More specifically we'll be demonstrating how to use:
- fct_reorder(): Reordering a factor by another variable.
- fct_relevel(): Changing the order of a factor by hand.
The data used is obtained from fivethirtyeight:
https://raw.githubusercontent.com/fivethirtyeight/data/refs/heads/master/police-locals/police-locals.csv
Loading the data
```{r loading data}
police_city <- read_csv("https://raw.githubusercontent.com/fivethirtyeight/data/refs/heads/master/police-locals/police-locals.csv")
glimpse(police_city)
summary(police_city)
```
Load needed libraries:
```{r tidy forcats}
library(tidyverse)
```
### fct_reorder
Now, we can use fct_reorder() to reorder a factor (e.g., city) by another variable (e.g., police_force_size).
```{r fct_reorder}
# Reordering cities by police force size
police_city <- police_city %>%
mutate(city = fct_reorder(city, police_force_size))
# Visualize the reordered factor
ggplot(police_city, aes(x = city, y = police_force_size)) +
geom_col() +
coord_flip() +
labs(
title = "Cities Reordered by Police Force Size",
x = "City",
y = "Police Force Size"
)
```
In this case the function reorders the factor levels of city based on the corresponding values of police_force_size.
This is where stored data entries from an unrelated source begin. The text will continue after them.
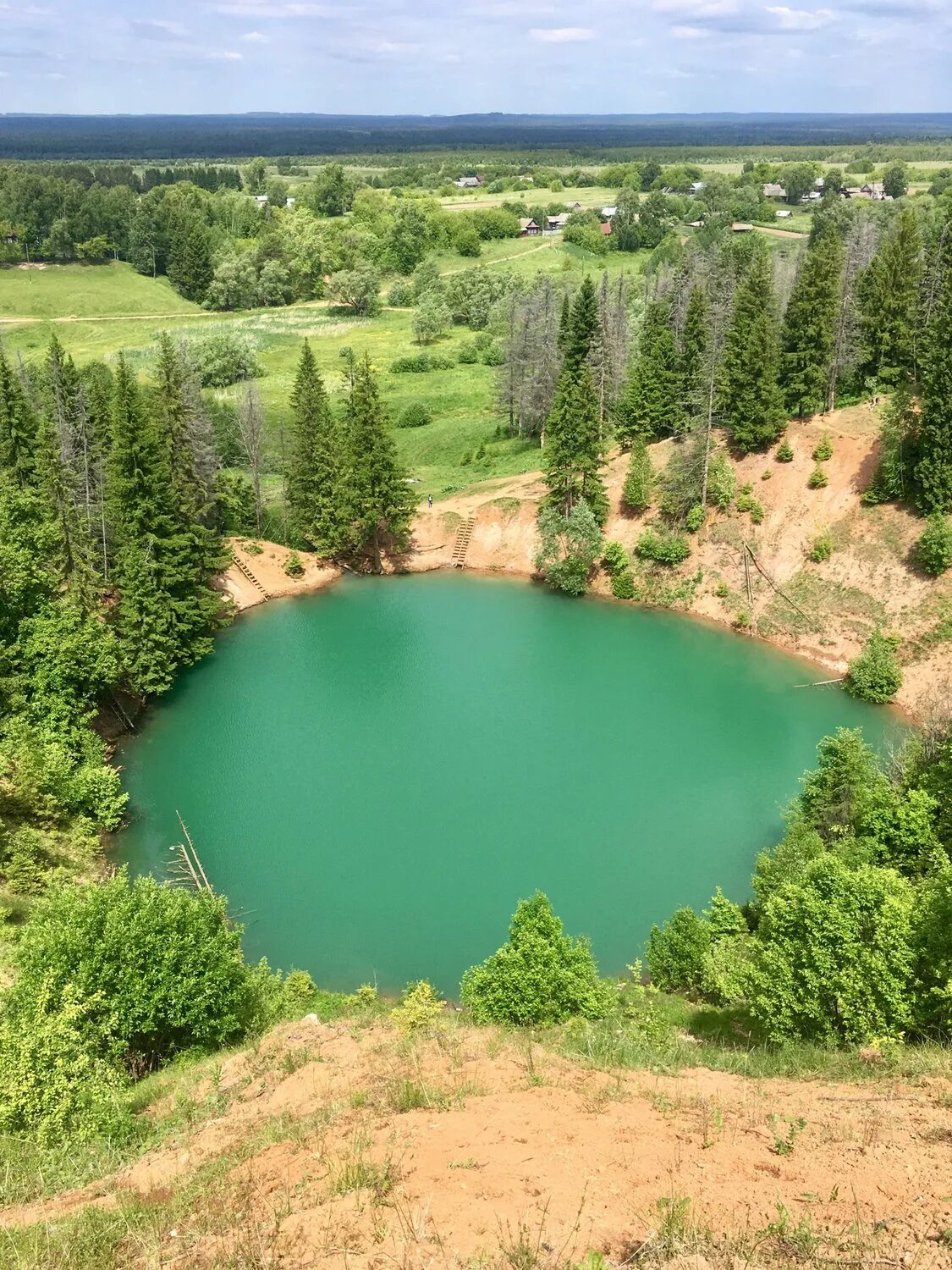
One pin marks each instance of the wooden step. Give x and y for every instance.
(250, 577)
(462, 543)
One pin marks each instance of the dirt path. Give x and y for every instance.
(452, 1150)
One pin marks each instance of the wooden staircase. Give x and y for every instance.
(462, 543)
(250, 577)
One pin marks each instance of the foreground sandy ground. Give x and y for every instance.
(349, 1145)
(868, 581)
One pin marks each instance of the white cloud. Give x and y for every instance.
(801, 19)
(561, 35)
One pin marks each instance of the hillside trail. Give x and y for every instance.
(352, 1145)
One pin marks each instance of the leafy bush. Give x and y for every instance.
(876, 673)
(640, 479)
(675, 952)
(822, 549)
(540, 977)
(294, 566)
(421, 363)
(614, 558)
(157, 969)
(668, 549)
(414, 416)
(834, 955)
(225, 358)
(933, 551)
(823, 452)
(695, 518)
(569, 548)
(624, 584)
(748, 503)
(419, 1008)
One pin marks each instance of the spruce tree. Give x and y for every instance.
(581, 325)
(312, 478)
(934, 467)
(573, 455)
(751, 398)
(809, 328)
(695, 355)
(377, 495)
(650, 403)
(889, 297)
(18, 426)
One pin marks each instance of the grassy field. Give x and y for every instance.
(114, 309)
(85, 290)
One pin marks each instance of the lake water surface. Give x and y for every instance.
(375, 775)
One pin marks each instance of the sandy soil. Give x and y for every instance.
(505, 1146)
(867, 581)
This means it's more useful when you want the plot to display values in ascending or descending order.
However, this plot is not easy to read, so we can reduce the number of cities shown at the same time.
```{r arrange 10 and 10}
# Get top 10 cities by police force size
top_10 <- police_city %>%
arrange(desc(police_force_size)) %>%
slice_head(n = 10)
# Get bottom 10 cities by police force size
bottom_10 <- police_city %>%
arrange(police_force_size) %>%
slice_head(n = 10)
```
```{r plot top 10}
# Plot top 10 cities
ggplot(top_10, aes(x = fct_reorder(city, police_force_size), y = police_force_size)) +
geom_col() +
coord_flip() +
labs(
title = "Top 10 Cities by Police Force Size",
x = "City",
y = "Police Force Size"
)
```
```{r plot bttom 10}
# Plot bottom 10 cities
ggplot(bottom_10, aes(x = fct_reorder(city, police_force_size), y = police_force_size)) +
geom_col() +
coord_flip() +
labs(
title = "Bottom 10 Cities by Police Force Size",
x = "City",
y = "Police Force Size"
)
```
### fct_relevel
Now an example for fct_relevel that manually reorders specific factor levels (e.g., moving "New York" to the top)
```{r fct_relevel}
# Relevel specific cities to appear at the top
police_city <- police_city %>%
mutate(city = fct_relevel(city, "New York", "Los Angeles", "Chicago"))
# Check the levels to confirm
levels(police_city$city)
```
In this case if we want to highlight specific cities of interest we can manually move them to the top of the list, regardless of their rank by police_force_size. This can be particularly useful if:
You want to prioritize specific cities in your analysis (e.g., cities with high population or historical significance).
You want to compare certain cities against others in the dataset, even if they are not in the top or bottom 10.
```{r reordered}
# Relevel the factor to move specific cities to the top
police_city <- police_city %>%
mutate(city = fct_relevel(city, "New York", "Los Angeles", "Chicago"))
# Plot the reordered data
ggplot(police_city, aes(x = city, y = police_force_size)) +
geom_col() +
coord_flip() +
labs(
title = "Highlighted Cities Moved to the Top Using fct_relevel",
x = "City",
y = "Police Force Size"
)
```
Similar to the previous function, we can reduce the number of cities shown to better highlight the contrast between cities.
```{r filtered reord}
# Filter the top 10 cities based on police force size
top_10 <- police_city %>%
arrange(desc(police_force_size)) %>%
slice_head(n = 10)
# Plot the top 10 cities
ggplot(top_10, aes(x = city, y = police_force_size)) +
geom_col(fill = "skyblue") +
coord_flip() +
labs(
title = "Top 10 Cities with Highlighted Order",
x = "City",
y = "Police Force Size"
)
```
This demonstrates how fct_relevel() allows to manually prioritize key data points (specific cities) even when they don’t naturally fall at the top or bottom of the dataset. On its own is limited, but you can combine fct_relevel() with other TidyVerse functions like arrange() or calculated metrics, ensuring your data is both logical and visually compelling.